Mrs. Bünz left her peep show and returned faster than usual to her backstairs in the pub.

That night, Camilla slept uneasily. Her shallow dreams were beset with dead dogs that stood watchfully between herself and Ralph or horridly danced with bells strapped to their rigid legs. The Five Sons of the photograph behind the bar-parlour door also appeared to her, with Mrs. Bünz mysteriously nodding, and the hermaphrodite, who slyly offered to pop his great skirt over Camilla and carry her off. Then “Crack,” the Hobby-Horse, came hugely to the fore. His bird-like head enlarged itself and snapped at Camilla. He charged out of her dream, straight at her. She woke with a thumping heart.

The Mardian church clock was striking twelve. A blob of light danced on the window curtain. Down in the yard somebody must be walking about with a lanthorn. She heard the squeak of trampled snow accompanied by a drag and a shuffle. Camilla, now wide awake, listened uneasily. They kept early hours at the Green Man. Squeak, squelch, drag, shuffle and still the light dodged on the curtain. Cold as it was, she sat up in bed, pulled aside the curtain and looked down.
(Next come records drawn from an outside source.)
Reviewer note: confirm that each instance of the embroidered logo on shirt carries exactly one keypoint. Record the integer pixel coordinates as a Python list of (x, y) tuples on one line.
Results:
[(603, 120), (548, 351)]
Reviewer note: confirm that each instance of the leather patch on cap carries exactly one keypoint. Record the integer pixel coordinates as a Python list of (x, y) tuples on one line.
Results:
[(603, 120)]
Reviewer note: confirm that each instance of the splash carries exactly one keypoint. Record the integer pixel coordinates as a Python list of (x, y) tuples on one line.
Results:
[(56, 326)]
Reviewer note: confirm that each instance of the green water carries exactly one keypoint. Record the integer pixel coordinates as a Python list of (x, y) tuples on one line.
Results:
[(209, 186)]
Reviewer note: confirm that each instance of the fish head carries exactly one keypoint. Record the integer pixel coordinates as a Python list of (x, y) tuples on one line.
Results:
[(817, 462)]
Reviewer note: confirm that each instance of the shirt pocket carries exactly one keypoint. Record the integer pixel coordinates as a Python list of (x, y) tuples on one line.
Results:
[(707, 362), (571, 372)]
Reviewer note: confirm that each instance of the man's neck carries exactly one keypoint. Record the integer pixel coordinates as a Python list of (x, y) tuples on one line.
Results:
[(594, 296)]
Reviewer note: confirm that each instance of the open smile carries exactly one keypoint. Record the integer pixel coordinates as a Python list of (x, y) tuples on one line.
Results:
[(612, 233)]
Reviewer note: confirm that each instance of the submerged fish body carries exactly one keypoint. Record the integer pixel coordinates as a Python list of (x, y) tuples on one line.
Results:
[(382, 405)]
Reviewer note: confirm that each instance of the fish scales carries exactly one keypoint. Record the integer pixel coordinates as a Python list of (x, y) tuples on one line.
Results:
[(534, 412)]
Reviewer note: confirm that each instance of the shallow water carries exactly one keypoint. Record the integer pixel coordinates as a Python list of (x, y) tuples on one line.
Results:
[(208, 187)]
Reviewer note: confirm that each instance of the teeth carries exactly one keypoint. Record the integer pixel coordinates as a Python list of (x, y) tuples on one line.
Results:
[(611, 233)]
The sound she made resembled the parched and noiseless scream of a sleeper. As well it might: for there below by the light of a hurricane lanthorn her dream repeated itself. “Crack,” the Hobby-Horse, was abroad in the night.

Chapter IV

The Swords Are Out

On Sword Wednesday, early in the morning, there was another heavy fall of snow. But it stopped before noon and the sun appeared, thickly observable, like a live coal in the western sky.

There had been a row about the slasher. Nobody seemed to know quite what had happened. The gardener, MacGlashan, had sent his boy down to the forge to demand it. The boy had returned with a message from Ernie Andersen to say the Guiser wasn’t working but the slasher would be ready in time and that, in any case, he and his brothers would come up and clear a place in the courtyard. The gardener, although he had objected bitterly and loudly to doing the job himself, instantly took offence at this announcement and retired to his noisomely stuffy cottage down in the village, where he began a long fetid sulk.

In the morning Nat and Chris arrived at Mardian Castle to clear the snow. MacGlashan had locked his toolshed, but, encouraged by Dame Alice, who had come down heavily on their side, they very quickly picked the lock and helped themselves to whatever they needed. Simon Begg arrived in his breakdown van with the other three Andersen brothers and a load of brushwood which they built up into a bonfire outside the old battlemented wall. Here it would be partially seen through a broken-down archway and would provide an extra attraction for the village when the Dance of the Sons was over.

Torches, made at the forge from some ancient receipt involving pitch, resin and tow, were set up round the actual dancing area.

Later in the morning the Andersens and Simon Begg were entertained in the servants’ hall with a generous foretaste of the celebrated Sword Wednesday Punch, served out by Dame Alice herself, assisted by Dulcie and the elderly maids.

In that company there was nobody of pronounced sensibility. Such an observer might have found something disturbing in Simon Begg’s attempts to detach himself from his companions, to show an ease of manner that would compel an answering signal from their hostesses. It was such a hopeless business. To Dame Alice (who if she could be assigned to any genre derived from that of Surtees) class was unremarkable and existed in the way that continents and races exist. Its distinctions were not a matter of preference but of fact. To play at being of one class when you were actually of another was as pointless as it would be for a Chinese to try to pass himself off as a Zulu. Dame Alice possessed a certain animal shrewdness but she was fantastically insensitive and not given to thinking of abstract matters. She was ninety-four and thought as little as possible. She remembered that Simon Begg’s grandfather and father had supplied her with groceries for some fifty years and that he therefore was a local boy who went away to serve in the war and had, presumably, returned to do so in his father’s shop. So she said something vaguely seigniorial and unconsciously cruel to him and paid no attention to his answer except to notice that he called her Dame Alice instead of Madam.